Malabungot, alternatively spelled as Malabungut, and also known as Mahad, is an island in Binagasbasan Bay off the coast of Garchitorena in Camarines Sur, Philippines. It is separated from Caramoan Peninsula in the south by the Quinalasag Passage, also known as Sisiran Passage, which connects Lamit and Sisiran bays. The island forms the head of Binagasbasan Bay, bordered to the west by the Lamit Islands and to the east by Quinalasag Island, and which opens northward to the Philippine Sea. It is designated as a protected landscape and seascape on account of its biodiversity and ecological significance.

==Geography==
Malabungot is one of several small islands lying off the coast of Caramoan Peninsula shared between the municipalities of Garchitorena, Caramoan and Lagonoy in the Partido District of Camarines Sur. It belongs administratively to the Garchitorena barangay of Binagasbasan along with the Lamit Islands, and Pawican and Puling islets in Lamit Bay.

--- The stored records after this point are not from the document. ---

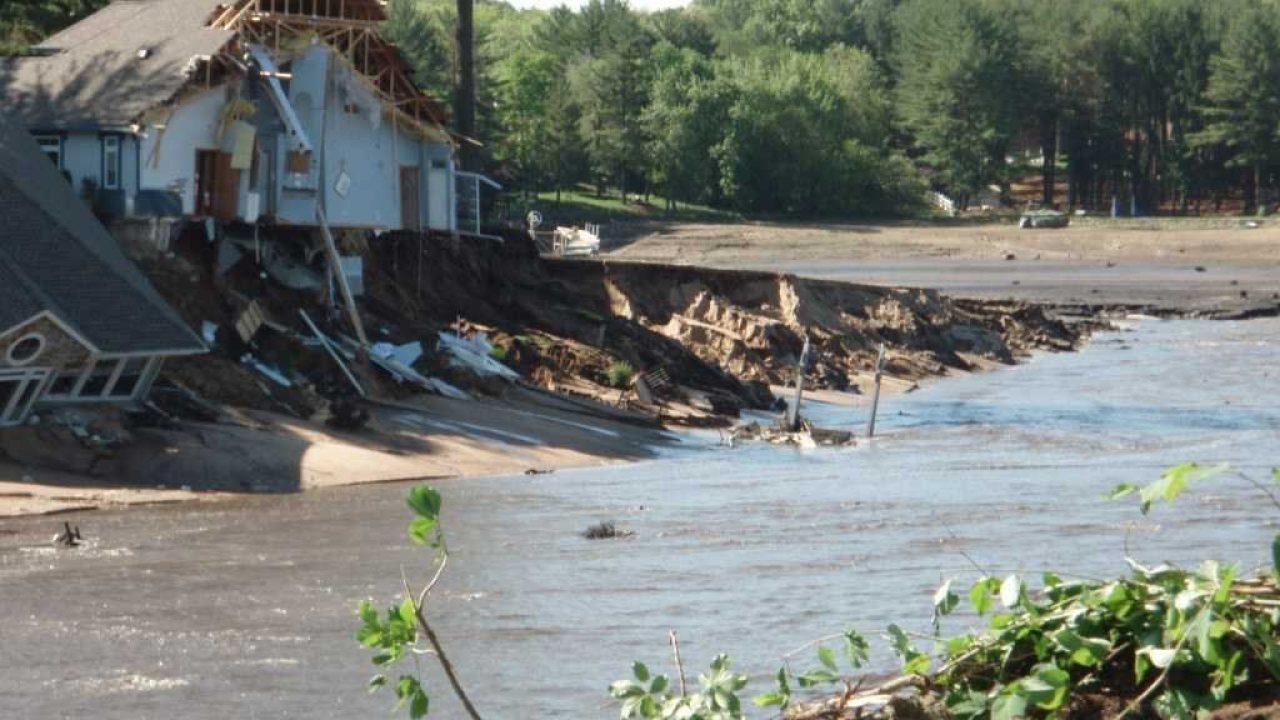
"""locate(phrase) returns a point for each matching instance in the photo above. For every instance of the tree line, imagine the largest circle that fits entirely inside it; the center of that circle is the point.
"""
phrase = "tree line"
(856, 106)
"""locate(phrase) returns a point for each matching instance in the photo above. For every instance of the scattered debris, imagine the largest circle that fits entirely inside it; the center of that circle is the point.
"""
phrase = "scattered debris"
(570, 242)
(69, 537)
(474, 354)
(347, 414)
(606, 531)
(807, 437)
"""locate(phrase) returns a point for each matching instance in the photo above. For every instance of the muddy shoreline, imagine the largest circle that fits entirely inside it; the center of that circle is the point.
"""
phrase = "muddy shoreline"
(728, 337)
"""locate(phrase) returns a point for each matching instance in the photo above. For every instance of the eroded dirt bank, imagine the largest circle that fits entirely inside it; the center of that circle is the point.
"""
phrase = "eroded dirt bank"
(723, 340)
(727, 335)
(753, 324)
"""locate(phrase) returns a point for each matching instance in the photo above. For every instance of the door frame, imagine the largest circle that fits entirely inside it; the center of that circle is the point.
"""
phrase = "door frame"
(31, 384)
(411, 195)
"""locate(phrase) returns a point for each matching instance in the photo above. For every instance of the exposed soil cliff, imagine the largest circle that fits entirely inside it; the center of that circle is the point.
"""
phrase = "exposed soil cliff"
(728, 333)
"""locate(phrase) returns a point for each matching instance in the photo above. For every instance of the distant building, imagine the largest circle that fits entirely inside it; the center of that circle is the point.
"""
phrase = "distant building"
(78, 322)
(280, 109)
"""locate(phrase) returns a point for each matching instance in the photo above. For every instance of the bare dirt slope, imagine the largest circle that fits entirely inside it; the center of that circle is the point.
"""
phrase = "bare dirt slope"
(1189, 265)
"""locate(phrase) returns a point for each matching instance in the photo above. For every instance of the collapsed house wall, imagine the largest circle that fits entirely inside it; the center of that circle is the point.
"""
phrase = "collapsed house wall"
(723, 332)
(169, 146)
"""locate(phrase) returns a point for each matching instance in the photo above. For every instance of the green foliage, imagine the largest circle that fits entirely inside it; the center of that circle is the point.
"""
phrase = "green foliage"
(1184, 641)
(393, 634)
(620, 374)
(1171, 484)
(650, 697)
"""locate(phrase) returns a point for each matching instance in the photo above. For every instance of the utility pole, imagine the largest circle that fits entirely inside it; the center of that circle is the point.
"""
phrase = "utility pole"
(465, 81)
(880, 372)
(801, 368)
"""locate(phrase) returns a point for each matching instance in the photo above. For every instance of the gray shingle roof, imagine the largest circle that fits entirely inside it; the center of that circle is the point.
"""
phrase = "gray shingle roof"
(94, 76)
(54, 255)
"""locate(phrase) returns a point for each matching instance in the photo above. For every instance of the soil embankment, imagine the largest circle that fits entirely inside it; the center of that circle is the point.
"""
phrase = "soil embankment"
(718, 340)
(1189, 267)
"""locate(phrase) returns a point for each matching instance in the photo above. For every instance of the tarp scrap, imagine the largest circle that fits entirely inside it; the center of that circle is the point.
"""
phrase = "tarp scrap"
(474, 354)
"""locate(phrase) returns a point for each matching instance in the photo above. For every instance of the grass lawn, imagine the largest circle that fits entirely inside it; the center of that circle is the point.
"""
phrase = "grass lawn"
(579, 206)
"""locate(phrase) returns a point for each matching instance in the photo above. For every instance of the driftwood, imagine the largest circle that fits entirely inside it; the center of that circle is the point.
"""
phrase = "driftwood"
(805, 436)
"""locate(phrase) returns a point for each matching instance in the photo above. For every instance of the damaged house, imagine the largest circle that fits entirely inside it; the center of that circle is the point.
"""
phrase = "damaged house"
(264, 112)
(78, 322)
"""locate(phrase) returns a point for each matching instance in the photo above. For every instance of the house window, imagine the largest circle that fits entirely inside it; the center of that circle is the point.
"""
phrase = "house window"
(63, 384)
(129, 377)
(110, 162)
(51, 146)
(26, 350)
(95, 386)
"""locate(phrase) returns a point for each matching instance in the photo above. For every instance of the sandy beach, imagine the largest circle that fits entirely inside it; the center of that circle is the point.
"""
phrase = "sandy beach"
(264, 452)
(1179, 265)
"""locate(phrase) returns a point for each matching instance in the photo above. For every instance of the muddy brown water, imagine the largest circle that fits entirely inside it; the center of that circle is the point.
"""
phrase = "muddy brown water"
(1166, 286)
(246, 609)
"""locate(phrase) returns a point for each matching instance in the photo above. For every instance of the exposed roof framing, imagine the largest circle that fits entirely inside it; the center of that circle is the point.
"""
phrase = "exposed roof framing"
(348, 27)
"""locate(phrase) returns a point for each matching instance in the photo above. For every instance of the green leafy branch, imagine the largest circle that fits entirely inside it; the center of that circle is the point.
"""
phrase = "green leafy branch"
(396, 636)
(1176, 643)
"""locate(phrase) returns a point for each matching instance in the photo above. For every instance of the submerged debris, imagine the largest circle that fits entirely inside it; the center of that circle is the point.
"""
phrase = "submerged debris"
(606, 531)
(807, 434)
(69, 537)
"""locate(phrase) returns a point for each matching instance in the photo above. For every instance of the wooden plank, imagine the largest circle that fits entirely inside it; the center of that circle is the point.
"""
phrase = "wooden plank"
(336, 268)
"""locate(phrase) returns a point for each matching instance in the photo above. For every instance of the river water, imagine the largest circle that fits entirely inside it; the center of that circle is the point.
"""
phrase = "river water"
(245, 609)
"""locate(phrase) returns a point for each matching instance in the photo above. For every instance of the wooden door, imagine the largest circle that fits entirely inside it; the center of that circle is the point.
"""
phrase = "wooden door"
(216, 185)
(411, 215)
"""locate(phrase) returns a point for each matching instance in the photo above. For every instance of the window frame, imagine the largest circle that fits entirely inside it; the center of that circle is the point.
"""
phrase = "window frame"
(112, 141)
(45, 140)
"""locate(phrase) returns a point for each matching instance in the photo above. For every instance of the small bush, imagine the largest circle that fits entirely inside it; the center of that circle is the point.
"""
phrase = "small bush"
(620, 374)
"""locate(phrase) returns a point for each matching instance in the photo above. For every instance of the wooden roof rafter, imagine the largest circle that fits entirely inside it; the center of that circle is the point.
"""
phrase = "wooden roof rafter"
(350, 28)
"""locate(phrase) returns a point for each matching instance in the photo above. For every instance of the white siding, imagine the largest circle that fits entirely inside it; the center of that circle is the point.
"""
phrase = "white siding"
(82, 158)
(169, 154)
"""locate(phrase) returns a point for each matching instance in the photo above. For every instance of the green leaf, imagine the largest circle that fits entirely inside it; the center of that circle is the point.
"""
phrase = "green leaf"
(771, 700)
(368, 613)
(1121, 491)
(1010, 591)
(918, 665)
(1047, 688)
(419, 703)
(981, 595)
(624, 688)
(425, 501)
(827, 657)
(421, 528)
(1160, 656)
(407, 613)
(1009, 707)
(856, 648)
(1175, 481)
(944, 600)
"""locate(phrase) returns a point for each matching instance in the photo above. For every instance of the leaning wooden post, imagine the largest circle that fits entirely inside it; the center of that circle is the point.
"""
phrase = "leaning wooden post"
(794, 409)
(880, 372)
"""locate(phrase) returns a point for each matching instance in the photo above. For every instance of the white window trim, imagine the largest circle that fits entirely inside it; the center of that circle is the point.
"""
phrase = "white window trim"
(35, 355)
(112, 141)
(41, 140)
(146, 377)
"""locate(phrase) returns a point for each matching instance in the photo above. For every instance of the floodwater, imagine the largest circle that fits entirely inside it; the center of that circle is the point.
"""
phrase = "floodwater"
(245, 609)
(1054, 281)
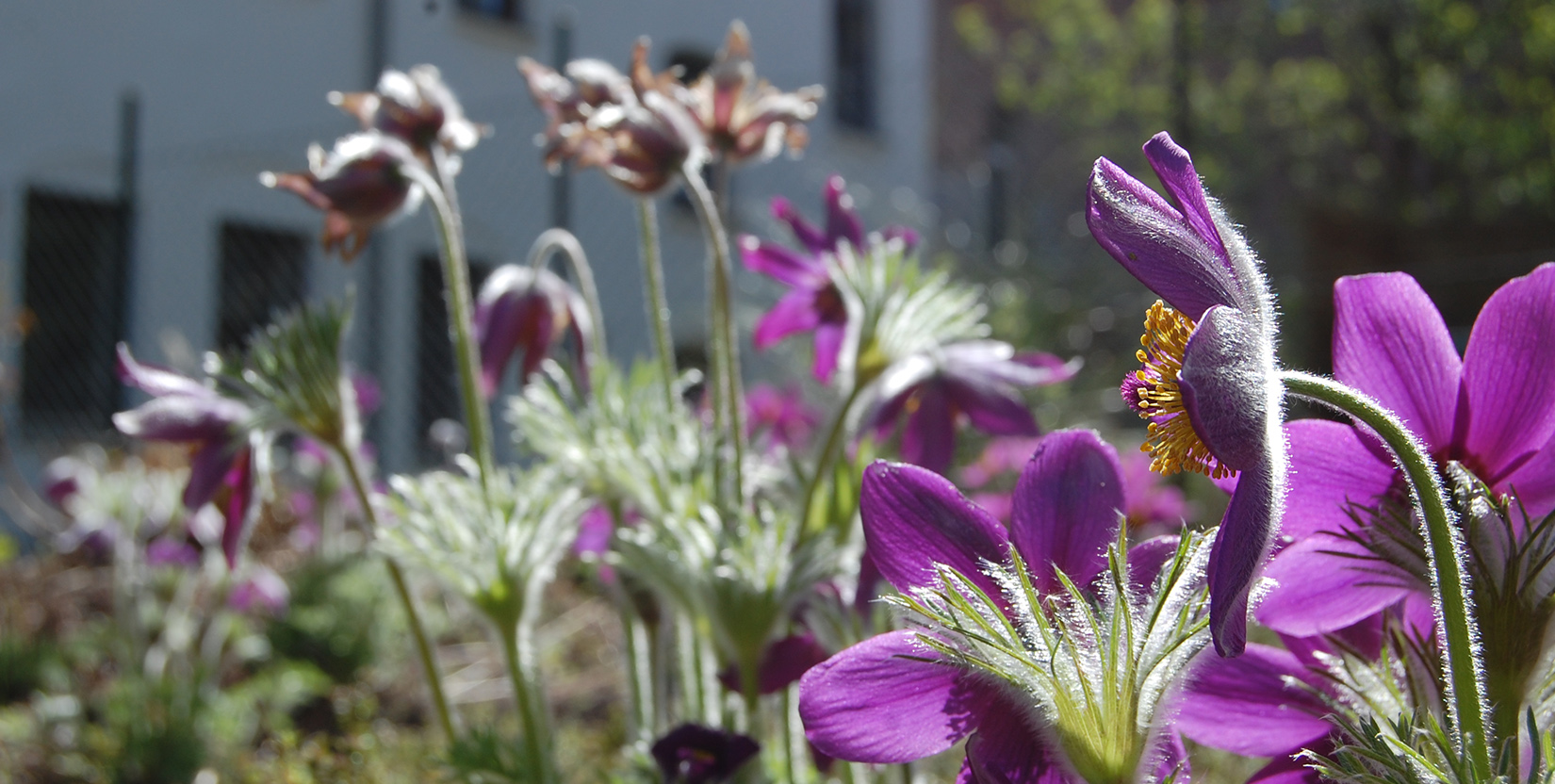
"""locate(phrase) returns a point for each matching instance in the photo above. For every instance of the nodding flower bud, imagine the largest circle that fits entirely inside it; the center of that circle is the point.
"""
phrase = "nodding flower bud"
(359, 186)
(744, 117)
(524, 310)
(630, 128)
(416, 107)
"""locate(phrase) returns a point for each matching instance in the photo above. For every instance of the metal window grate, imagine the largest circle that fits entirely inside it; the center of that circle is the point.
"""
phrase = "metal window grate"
(75, 258)
(263, 271)
(437, 382)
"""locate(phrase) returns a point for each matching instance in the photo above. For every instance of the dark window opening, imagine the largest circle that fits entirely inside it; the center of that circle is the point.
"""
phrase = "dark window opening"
(511, 11)
(75, 258)
(689, 64)
(437, 377)
(263, 272)
(856, 74)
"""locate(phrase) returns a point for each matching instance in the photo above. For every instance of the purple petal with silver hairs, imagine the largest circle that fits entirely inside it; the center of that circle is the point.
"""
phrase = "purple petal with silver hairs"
(1249, 705)
(882, 702)
(1066, 509)
(1509, 372)
(916, 520)
(1390, 343)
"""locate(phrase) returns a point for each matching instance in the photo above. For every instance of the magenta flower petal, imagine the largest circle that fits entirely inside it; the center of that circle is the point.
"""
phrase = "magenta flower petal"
(1244, 705)
(1005, 750)
(182, 418)
(1328, 583)
(1392, 344)
(1155, 243)
(1330, 468)
(1226, 389)
(1174, 169)
(1509, 372)
(812, 238)
(239, 480)
(1239, 547)
(1066, 507)
(1533, 482)
(880, 702)
(930, 434)
(156, 380)
(915, 518)
(794, 313)
(207, 472)
(781, 263)
(992, 409)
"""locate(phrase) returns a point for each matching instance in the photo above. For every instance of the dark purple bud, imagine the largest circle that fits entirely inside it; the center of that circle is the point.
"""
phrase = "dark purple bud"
(700, 755)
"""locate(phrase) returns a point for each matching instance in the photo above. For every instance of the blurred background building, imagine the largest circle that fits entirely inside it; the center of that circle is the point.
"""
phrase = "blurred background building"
(1347, 138)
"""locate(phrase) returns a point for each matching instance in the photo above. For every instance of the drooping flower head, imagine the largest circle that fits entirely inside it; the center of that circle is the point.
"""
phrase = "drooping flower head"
(519, 308)
(1031, 707)
(416, 107)
(980, 380)
(629, 128)
(1208, 382)
(813, 301)
(187, 411)
(744, 117)
(359, 186)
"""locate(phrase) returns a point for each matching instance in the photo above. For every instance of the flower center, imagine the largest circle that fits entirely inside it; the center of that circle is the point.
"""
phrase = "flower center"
(1154, 394)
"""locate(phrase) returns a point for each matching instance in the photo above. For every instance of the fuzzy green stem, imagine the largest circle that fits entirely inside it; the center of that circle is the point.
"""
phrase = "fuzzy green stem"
(655, 298)
(725, 347)
(1448, 583)
(461, 307)
(566, 243)
(528, 699)
(423, 645)
(830, 449)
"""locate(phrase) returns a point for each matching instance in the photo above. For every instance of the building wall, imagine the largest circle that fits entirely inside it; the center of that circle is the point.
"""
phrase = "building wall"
(232, 89)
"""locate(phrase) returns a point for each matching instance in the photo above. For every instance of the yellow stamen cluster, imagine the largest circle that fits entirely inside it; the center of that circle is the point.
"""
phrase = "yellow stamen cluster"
(1171, 442)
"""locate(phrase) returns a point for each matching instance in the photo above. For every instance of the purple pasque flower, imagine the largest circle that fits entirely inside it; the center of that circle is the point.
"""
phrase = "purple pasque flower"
(980, 380)
(781, 414)
(630, 128)
(813, 303)
(1492, 411)
(523, 308)
(186, 411)
(701, 755)
(745, 119)
(896, 697)
(1208, 382)
(358, 186)
(417, 107)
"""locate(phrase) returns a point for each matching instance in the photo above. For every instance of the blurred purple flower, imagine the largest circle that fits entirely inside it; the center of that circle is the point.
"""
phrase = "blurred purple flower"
(745, 119)
(629, 128)
(358, 186)
(262, 590)
(1208, 384)
(519, 310)
(779, 414)
(1490, 411)
(700, 755)
(892, 699)
(784, 662)
(416, 107)
(812, 301)
(977, 378)
(186, 411)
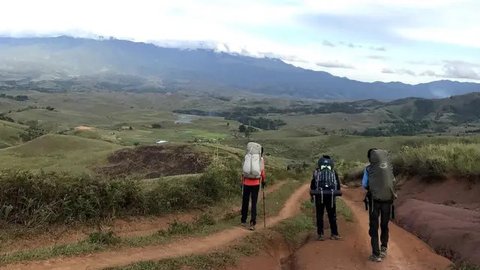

The island is largely flat and measures 2.5 km long and 1 km wide at its widest point. It is situated on the edge of a shore reef in an irregular-shaped bay lying between Quinalasag and Lamit Islands, which are two small islands separated by a narrow impassable channel. It is approximately 0.6 km from the mainland of Garchitorena.

==Conservation==
The island comprises 120.62 ha of lowland evergreen forests and sandy beaches. It is part of a wilderness area established in 1981 comprising the Malabungot, Basot and Quinalang (Quinalasag) islands of Camarines Sur. The area is known for its diverse ecosystems such as vast mangrove forests, seagrass beds and hard coral reefs which serve as feeding and breeding ground for a variety of marine life, including green sea turtles, hawksbill sea turtles, whale sharks, manta rays and dugongs. Several other fish species can be seen here including seahorses, giant clams, swordfish, snappers, groupers and skates.

The wilderness area is also surrounded by thick patches of mangroves that attract birds such as mangrove blue flycatchers, barred rails, zebra doves, kingfishers, Pacific swallows, yellow-vented bulbuls, and chestnut munias.

Despite its status as a marine protected area, these habitats are still threatened by human activities, including dynamite and cyanide fishing due to lack of political and financial support resulting to poor governance and enforcement.